The electronic version of this article is the complete one and can be found online at: http://www.biomedcentral.com/2050-6511/13/S1/A85


Published:17 September 2012

© 2012 König et al; licensee BioMed Central Ltd.

This is an Open Access article distributed under the terms of the Creative Commons Attribution License (http://creativecommons.org/licenses/by/2.0), which permits unrestricted use, distribution, and reproduction in any medium, provided the original work is properly cited.

Background

TRPC-mediated Ca2+ entry has been implicated in the control of smooth muscle proliferation and might represent a pivotal mechanism underlying in-stent restenosis.
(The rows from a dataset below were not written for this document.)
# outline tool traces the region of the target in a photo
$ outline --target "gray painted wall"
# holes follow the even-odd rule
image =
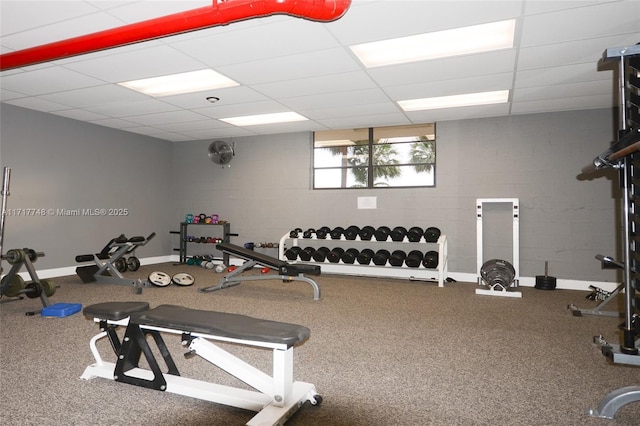
[[[120,233],[156,232],[157,238],[136,254],[170,254],[170,142],[5,104],[1,117],[0,159],[11,168],[5,252],[33,248],[46,254],[38,269],[63,268]],[[15,209],[49,211],[43,216]],[[128,213],[64,216],[59,209]]]
[[[219,214],[239,233],[238,244],[278,241],[295,227],[437,226],[449,238],[449,270],[475,274],[476,199],[519,198],[521,276],[544,274],[549,261],[560,279],[615,280],[594,259],[617,253],[615,173],[577,178],[614,127],[610,110],[438,123],[436,187],[422,189],[312,191],[307,133],[234,139],[229,168],[209,161],[210,141],[177,143],[175,217]],[[358,210],[361,196],[377,197],[378,208]],[[496,249],[507,246],[510,255],[510,210],[506,223],[487,219],[487,239],[497,237]]]
[[[442,122],[436,187],[311,188],[311,135],[237,138],[231,167],[209,161],[210,141],[171,143],[2,106],[1,163],[12,167],[9,208],[128,208],[127,217],[8,217],[4,247],[33,247],[40,268],[73,266],[79,253],[118,233],[158,234],[140,257],[175,254],[184,215],[216,213],[239,234],[232,242],[275,242],[294,227],[350,224],[438,226],[449,238],[449,270],[476,274],[476,198],[519,198],[520,275],[615,281],[597,253],[619,254],[619,202],[613,171],[579,179],[607,148],[610,110]],[[378,208],[358,210],[357,198]],[[485,233],[510,247],[510,226],[495,209]],[[495,223],[494,223],[495,222]],[[194,232],[198,234],[198,232]],[[493,247],[495,245],[495,247]],[[509,250],[507,250],[509,251]],[[498,257],[498,256],[496,256]]]

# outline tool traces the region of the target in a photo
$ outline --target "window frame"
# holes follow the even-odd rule
[[[393,128],[407,128],[407,127],[420,127],[420,126],[433,126],[433,140],[427,140],[424,142],[430,142],[433,144],[433,162],[424,162],[424,163],[399,163],[394,164],[395,167],[415,167],[420,164],[430,165],[431,173],[433,174],[433,183],[428,185],[389,185],[389,186],[375,186],[375,173],[373,173],[376,167],[389,167],[388,165],[376,165],[374,164],[374,148],[376,146],[386,145],[387,143],[376,143],[377,141],[382,140],[383,138],[379,138],[377,141],[374,139],[376,130],[385,130],[389,131],[389,129]],[[390,137],[392,138],[392,137]],[[384,138],[384,139],[390,139]],[[435,188],[436,187],[436,164],[437,164],[437,137],[436,137],[436,123],[426,123],[426,124],[414,124],[414,125],[405,125],[405,126],[388,126],[388,127],[369,127],[367,128],[367,164],[366,165],[357,165],[357,166],[325,166],[325,167],[317,167],[316,166],[316,150],[317,149],[326,149],[329,146],[316,146],[316,132],[312,134],[311,140],[311,168],[312,168],[312,176],[311,176],[311,189],[312,190],[353,190],[353,189],[406,189],[406,188]],[[422,141],[407,141],[407,142],[390,142],[389,145],[400,145],[400,144],[413,144],[416,142]],[[349,148],[350,146],[358,146],[358,145],[334,145],[335,147],[343,147]],[[366,169],[366,186],[335,186],[335,187],[318,187],[316,186],[316,173],[318,171],[323,170],[351,170],[356,168],[365,168]]]

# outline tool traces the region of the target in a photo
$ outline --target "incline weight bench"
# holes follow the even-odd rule
[[[95,265],[78,266],[76,274],[85,283],[97,281],[104,284],[132,285],[137,293],[141,293],[142,283],[138,280],[124,278],[117,264],[124,262],[123,256],[132,253],[138,247],[144,246],[155,236],[156,233],[152,232],[147,238],[142,236],[127,238],[124,234],[112,238],[100,253],[76,256],[76,262],[93,261],[95,263]]]
[[[84,370],[83,379],[101,377],[257,411],[248,425],[280,425],[306,401],[312,405],[322,402],[313,384],[293,381],[293,348],[309,338],[307,327],[175,305],[149,309],[146,302],[99,303],[87,306],[83,312],[100,325],[100,333],[89,343],[96,362]],[[122,340],[116,333],[120,326],[126,327]],[[256,391],[180,376],[162,339],[163,333],[180,336],[182,345],[188,347],[185,358],[201,356]],[[148,335],[157,347],[153,351]],[[116,353],[115,364],[103,361],[98,352],[96,342],[105,337]],[[271,349],[273,374],[264,373],[212,341]],[[166,373],[154,356],[158,351]],[[142,355],[150,370],[139,367]]]
[[[216,248],[224,253],[232,256],[245,259],[241,266],[232,272],[228,273],[224,277],[220,284],[217,286],[201,288],[201,292],[209,292],[215,290],[222,290],[223,288],[232,287],[240,284],[241,281],[256,281],[256,280],[272,280],[281,279],[283,281],[304,281],[309,283],[313,287],[313,299],[320,300],[320,287],[318,284],[305,274],[320,275],[320,265],[301,265],[291,264],[275,257],[267,256],[266,254],[256,253],[253,250],[246,249],[244,247],[237,246],[235,244],[220,243],[216,245]],[[246,277],[239,277],[238,275],[251,270],[256,265],[268,266],[269,268],[278,271],[278,275],[251,275]]]

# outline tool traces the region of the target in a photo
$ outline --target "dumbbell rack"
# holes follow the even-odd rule
[[[427,269],[424,267],[410,268],[408,266],[377,266],[377,265],[359,265],[359,264],[346,264],[342,261],[338,263],[325,262],[306,262],[301,260],[293,261],[292,263],[310,263],[315,265],[321,265],[323,273],[341,274],[341,275],[353,275],[353,276],[367,276],[367,277],[388,277],[388,278],[407,278],[415,281],[436,281],[438,287],[444,287],[444,282],[449,273],[448,268],[448,255],[447,255],[447,236],[442,234],[438,238],[436,243],[428,243],[423,240],[419,242],[410,242],[405,237],[402,241],[392,241],[389,237],[386,241],[361,240],[360,237],[356,237],[354,240],[347,240],[344,236],[340,239],[333,239],[327,237],[326,239],[317,238],[313,235],[311,238],[292,238],[288,233],[283,235],[280,239],[280,245],[278,247],[278,257],[281,260],[288,261],[284,253],[291,247],[299,247],[300,244],[310,246],[326,246],[326,247],[343,247],[345,250],[349,247],[355,247],[359,250],[370,248],[374,251],[376,249],[387,248],[390,251],[395,249],[401,249],[411,247],[412,249],[418,249],[422,247],[422,252],[427,250],[425,246],[437,245],[438,252],[438,267],[435,269]],[[407,251],[407,250],[405,250]],[[291,262],[291,261],[290,261]]]
[[[180,231],[176,232],[176,231],[170,231],[171,234],[179,234],[180,235],[180,248],[178,249],[174,249],[177,250],[180,253],[180,263],[187,263],[187,258],[189,257],[187,252],[187,244],[189,243],[189,241],[187,241],[187,228],[189,226],[203,226],[203,227],[207,227],[209,229],[214,229],[216,227],[221,226],[222,227],[222,242],[224,243],[228,243],[230,242],[230,237],[237,235],[237,234],[232,234],[231,233],[231,223],[229,222],[224,222],[224,223],[186,223],[186,222],[180,222]],[[202,245],[207,245],[202,244]],[[215,249],[215,244],[211,244],[211,246],[213,247],[213,249]],[[225,265],[229,265],[229,255],[226,253],[222,254],[222,262]]]

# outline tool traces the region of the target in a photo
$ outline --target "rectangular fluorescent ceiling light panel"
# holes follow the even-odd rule
[[[468,93],[464,95],[440,96],[437,98],[409,99],[406,101],[398,101],[398,105],[400,105],[403,110],[409,112],[428,109],[501,104],[508,100],[508,90],[497,90],[494,92]]]
[[[513,47],[516,21],[493,22],[351,46],[367,67],[402,64]]]
[[[118,84],[155,97],[180,95],[183,93],[201,92],[204,90],[240,85],[240,83],[236,83],[222,74],[218,74],[214,70],[209,69],[145,78],[143,80],[125,81]]]
[[[257,126],[259,124],[290,123],[293,121],[304,120],[308,120],[308,118],[298,114],[297,112],[277,112],[274,114],[245,115],[242,117],[228,117],[220,119],[220,121],[239,127]]]

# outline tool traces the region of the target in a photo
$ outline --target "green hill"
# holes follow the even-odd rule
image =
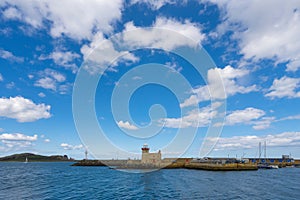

As we have observed significant expression of TRPC3 in human smooth muscle from coronary arteries as well as from aorta, we tested the efficiency of a recently discovered TRPC3-selective Ca2+ entry blocker, Pyr3 (10 µM) to prevent vascular smooth muscle proliferation and stent implantation-induced hyperplasia of human aorta.

Methods and results

The effect of Pyr3 on proliferation was measured by detection of BrDU incorporation and PCNA expression in human coronary smooth muscle and microvascular endothelium, which displays significantly smaller expression levels of TRPC as compared to smooth muscle. Pyr3 inhibited smooth muscle proliferation with an IC50 of about 3 µM but lacked detectable effects on endothelial proliferation. Measurements of ATP-induced Ca2+ signals revealed that Pyr3 suppressed agonist-induced Ca2+ entry more effectively in vascular smooth muscle as compared to endothelial cells. Inhibitory effects of Pyr3 on stent implantation-induced arterial injury were tested using a novel in vitro model of in-stent hyperplasia in human arteries based on organ-typical culture of human aortic constructs. Pyr3 (10 µM) effectively prevented increases in tissue levels of proliferation markers (PCNA and Ki67) at 2 weeks after stent implantation into human aortae. Similarly, proliferation markers were significantly suppressed when implanting a Pyr3-releasing stent prototype as compared to a bare metal stent control.

Conclusions

Our results suggest TRPC3 as a potential target for pharmacological control of smooth muscle proliferation. Selective inhibition of TRPC Ca2+ entry channels in vascular smooth muscle is suggested as a promising strategy for in-stent restenosis prevention.